By: Rao Muhammad Abid Khan, Ali Nadeem, Muhammad Irfan, Qurat Ul-Ain, Syed Shah Hassan, Saima Javed, Ramsha Mukhtar, Muhammad Faisal
Keywords: Antibiotic resistance; Prevalence; Phenotype; Urinary tract infections (UTIs); Vancomycin-resistant enterococci (VRE)
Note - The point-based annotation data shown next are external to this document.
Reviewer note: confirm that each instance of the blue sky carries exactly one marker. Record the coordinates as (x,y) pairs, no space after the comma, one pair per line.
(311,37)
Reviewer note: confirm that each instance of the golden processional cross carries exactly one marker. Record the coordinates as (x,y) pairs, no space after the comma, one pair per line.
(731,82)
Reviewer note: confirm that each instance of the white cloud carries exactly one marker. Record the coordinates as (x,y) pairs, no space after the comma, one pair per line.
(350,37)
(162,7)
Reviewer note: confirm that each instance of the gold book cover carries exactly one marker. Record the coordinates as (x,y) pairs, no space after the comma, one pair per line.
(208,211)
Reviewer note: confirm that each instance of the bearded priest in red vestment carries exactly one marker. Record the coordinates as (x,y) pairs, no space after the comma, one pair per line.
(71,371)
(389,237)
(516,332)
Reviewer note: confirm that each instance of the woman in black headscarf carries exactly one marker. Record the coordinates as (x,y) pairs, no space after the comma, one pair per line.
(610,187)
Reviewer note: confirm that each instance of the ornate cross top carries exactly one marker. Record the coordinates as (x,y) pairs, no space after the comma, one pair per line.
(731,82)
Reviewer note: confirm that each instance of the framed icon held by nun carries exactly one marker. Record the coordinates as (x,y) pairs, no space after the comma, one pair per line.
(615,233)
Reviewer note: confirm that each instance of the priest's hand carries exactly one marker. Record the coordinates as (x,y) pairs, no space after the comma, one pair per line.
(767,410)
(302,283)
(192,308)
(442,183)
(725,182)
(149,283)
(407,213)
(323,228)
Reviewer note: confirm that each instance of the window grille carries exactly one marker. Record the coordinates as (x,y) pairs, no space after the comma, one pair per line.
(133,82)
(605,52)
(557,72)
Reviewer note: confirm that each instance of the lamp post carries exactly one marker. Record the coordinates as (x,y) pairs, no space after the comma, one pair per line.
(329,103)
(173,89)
DOI : 10.36721/PJPS.2025.38.6.REG.12519.1
Abstract: Urinary tract infections (UTIs) remain the most frequent clinical diagnosis and Vancomycin-resistant Enterococci (VRE) second-leading cause of UTIs. The aims of this study were to ascertain the patterns and prevalence of UTIs in Sindh and underlying resistance mechanisms for VRE. Bacterial colonies were identified traditionally from a total of 33272 urine samples. Enterococcus species were identified using Facklam and Collins scheme. Antibiotic susceptibility was determined by Kirby-Bauer method and minimum inhibitory concentration (MIC) by E-test. VRE phenotypes were checked using vancomycin and teicoplanin discs. UTIs prevalence during November-2022 to December-2023 is 22%. Reproductive-age women and elders affected most. Predominant Gram-negative pathogens were Escherichia coli (47.6%), Klebsiella spp. (15.7%), Pseudomonas aeruginosa (13.3%) and Morganella morganii (9.3%) while Enterococci were the leading Gram-positive pathogen (46%). E. faecium was the most prevalent (74.8%) followed by E. faecalis and motile Enterococci. VRE were noted 16.3%. All Enterococci were resistant to cefotaxime, ampicillin and co-amoxiclav and susceptible to linezolid. Each E. faecium was VanA phenotype while 20% E. faecalis were VanB phenotype. Vancomycin-resistance has increased by two-fold in Pakistan. The negligent-opportunistic M. morganii has emerged the fourth-leading cause of UTIs. We recommend focusing on VanRS system, a potential target of novel therapeutics for VRE.